À Calais, LO mise sur la colère des Européens

Article de presse
25/04/2019

J. P. J. P.

Françoise Millot défend une nouvelle fois le camp des travailleurs pour les Européennes.

Françoise Millot, militante pour Lutte Ouvrière (LO), défend une convergence de la colère des travailleurs.

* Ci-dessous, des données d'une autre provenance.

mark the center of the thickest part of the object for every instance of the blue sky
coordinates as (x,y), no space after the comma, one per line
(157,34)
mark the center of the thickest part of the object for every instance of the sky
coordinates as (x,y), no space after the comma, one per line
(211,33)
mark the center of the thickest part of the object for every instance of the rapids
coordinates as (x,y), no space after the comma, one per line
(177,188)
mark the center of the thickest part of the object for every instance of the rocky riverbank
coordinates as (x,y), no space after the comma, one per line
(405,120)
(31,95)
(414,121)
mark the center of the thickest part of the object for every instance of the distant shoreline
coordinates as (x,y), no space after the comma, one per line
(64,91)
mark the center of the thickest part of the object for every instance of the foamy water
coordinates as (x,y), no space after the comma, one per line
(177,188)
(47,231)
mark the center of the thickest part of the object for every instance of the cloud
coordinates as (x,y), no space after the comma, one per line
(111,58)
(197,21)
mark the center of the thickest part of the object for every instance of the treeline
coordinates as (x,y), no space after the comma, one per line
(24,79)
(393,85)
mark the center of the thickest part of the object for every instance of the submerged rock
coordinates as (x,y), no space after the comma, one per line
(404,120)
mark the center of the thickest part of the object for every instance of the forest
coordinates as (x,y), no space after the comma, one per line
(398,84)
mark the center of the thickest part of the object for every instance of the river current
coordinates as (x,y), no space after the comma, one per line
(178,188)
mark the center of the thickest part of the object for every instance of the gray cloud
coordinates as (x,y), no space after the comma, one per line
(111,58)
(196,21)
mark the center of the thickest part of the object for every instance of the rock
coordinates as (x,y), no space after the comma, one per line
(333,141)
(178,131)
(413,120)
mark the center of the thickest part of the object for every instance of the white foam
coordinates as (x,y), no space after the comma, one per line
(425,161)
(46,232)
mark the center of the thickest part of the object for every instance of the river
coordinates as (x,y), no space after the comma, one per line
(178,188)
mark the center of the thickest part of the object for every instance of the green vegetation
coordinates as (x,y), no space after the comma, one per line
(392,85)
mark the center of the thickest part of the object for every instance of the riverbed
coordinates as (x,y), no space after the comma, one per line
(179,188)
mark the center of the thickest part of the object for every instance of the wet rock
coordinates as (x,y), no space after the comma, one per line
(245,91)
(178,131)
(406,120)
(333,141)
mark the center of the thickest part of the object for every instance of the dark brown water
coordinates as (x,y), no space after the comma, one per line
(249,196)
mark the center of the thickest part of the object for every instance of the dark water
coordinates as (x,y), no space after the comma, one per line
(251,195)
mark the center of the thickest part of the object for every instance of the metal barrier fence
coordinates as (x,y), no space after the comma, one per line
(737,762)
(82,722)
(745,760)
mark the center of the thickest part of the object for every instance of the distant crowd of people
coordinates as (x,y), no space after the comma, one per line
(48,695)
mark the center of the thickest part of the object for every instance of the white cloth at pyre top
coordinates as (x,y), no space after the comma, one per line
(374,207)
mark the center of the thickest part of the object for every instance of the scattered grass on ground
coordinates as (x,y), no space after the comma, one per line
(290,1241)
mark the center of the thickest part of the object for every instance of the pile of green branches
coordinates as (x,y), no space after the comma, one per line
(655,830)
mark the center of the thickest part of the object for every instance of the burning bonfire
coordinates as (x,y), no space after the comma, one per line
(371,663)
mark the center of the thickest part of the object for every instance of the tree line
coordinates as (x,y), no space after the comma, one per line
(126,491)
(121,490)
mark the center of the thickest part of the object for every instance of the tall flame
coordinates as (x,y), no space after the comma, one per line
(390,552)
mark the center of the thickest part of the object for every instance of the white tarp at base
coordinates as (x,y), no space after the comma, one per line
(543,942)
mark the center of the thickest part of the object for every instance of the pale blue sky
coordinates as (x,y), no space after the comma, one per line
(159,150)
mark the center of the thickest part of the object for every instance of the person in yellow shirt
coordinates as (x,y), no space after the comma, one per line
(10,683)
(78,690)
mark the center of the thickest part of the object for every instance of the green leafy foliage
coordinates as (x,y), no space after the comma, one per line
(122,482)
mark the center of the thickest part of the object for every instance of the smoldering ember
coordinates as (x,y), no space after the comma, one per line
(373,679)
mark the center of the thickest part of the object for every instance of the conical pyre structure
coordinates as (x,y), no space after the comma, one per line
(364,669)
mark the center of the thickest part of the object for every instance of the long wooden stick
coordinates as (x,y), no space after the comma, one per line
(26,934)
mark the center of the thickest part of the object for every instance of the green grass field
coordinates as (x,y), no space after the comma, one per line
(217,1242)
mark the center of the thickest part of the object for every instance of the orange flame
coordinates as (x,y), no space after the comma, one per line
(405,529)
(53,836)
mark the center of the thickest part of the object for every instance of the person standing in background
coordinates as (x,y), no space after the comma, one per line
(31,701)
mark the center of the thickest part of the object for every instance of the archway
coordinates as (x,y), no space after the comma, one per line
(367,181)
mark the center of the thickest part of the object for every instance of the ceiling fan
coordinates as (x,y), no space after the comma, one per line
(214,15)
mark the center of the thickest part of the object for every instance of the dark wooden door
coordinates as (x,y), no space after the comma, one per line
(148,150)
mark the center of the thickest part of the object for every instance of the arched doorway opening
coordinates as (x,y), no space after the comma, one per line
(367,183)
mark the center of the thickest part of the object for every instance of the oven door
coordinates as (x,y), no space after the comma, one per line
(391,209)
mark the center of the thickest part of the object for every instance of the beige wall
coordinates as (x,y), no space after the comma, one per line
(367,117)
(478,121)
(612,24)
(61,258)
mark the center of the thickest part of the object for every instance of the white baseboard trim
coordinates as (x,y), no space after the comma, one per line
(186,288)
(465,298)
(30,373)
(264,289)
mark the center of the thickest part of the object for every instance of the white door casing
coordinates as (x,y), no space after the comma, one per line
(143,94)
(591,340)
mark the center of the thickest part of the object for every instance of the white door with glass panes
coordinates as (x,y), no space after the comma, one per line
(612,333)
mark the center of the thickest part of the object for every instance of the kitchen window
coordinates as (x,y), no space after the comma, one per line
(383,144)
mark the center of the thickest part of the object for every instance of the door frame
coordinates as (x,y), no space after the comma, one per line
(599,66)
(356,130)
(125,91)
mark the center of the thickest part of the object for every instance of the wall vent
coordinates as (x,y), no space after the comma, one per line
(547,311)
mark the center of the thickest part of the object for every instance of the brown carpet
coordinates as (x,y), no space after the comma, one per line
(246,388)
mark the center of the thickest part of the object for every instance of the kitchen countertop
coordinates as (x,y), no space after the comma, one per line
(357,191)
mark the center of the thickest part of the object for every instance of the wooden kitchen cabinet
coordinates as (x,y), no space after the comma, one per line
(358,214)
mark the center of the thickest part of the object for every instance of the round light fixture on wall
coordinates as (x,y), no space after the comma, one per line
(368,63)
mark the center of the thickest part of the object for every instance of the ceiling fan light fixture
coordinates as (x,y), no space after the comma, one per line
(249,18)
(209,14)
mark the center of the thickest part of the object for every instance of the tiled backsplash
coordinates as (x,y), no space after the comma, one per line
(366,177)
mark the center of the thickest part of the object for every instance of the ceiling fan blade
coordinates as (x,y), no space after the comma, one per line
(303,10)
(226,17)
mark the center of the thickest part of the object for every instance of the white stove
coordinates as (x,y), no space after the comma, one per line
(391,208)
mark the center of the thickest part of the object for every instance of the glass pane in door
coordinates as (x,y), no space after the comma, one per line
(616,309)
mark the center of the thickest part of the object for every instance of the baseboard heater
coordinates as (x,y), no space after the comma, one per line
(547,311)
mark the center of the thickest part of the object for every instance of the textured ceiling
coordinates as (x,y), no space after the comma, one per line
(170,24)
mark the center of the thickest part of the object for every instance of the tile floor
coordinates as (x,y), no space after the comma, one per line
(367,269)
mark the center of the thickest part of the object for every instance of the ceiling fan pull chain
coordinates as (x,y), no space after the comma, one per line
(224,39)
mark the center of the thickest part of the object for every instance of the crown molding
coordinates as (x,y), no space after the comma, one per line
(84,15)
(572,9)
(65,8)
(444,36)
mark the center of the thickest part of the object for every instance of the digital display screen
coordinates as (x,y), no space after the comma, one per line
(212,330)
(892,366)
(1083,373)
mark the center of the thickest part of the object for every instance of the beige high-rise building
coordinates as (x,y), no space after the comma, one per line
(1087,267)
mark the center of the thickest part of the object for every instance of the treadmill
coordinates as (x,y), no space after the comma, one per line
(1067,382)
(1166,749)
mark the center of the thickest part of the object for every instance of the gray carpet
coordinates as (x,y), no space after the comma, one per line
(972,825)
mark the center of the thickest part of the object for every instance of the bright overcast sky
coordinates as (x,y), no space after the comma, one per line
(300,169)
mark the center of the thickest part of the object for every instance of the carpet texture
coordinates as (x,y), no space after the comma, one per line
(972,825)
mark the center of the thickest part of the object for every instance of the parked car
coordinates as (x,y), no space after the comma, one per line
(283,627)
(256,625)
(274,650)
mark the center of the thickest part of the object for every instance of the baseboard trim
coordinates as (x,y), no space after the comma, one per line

Les colères doivent s’étendre et s’entendre car « les ennemis ne sont pas les travailleurs des pays d’à-côté mais les patrons » qui tirent les ficelles du grand capital. C’est le message lancé depuis Calais par Françoise Millot (LO) pour les élections européennes du 26 mai prochain. La liste de Lutte Ouvrière pour cette élection est portée par Nathalie Arthaud et Jean-Pierre Mercier. Et si la Calaisienne n’en fait pas partie, cela ne l’empêche nullement de faire campagne « sur les marchés, aux abords des supérettes ou devant les entreprises » pour appeler à construire un grand parti communiste révolutionnaire européen et préparer les luttes à venir. « LO est le seul parti à dénoncer la dictature du capital » défendu selon la Calaisienne depuis l’Élysée par Emmanuel Macron, qui n’est qu’un « fusible du système » .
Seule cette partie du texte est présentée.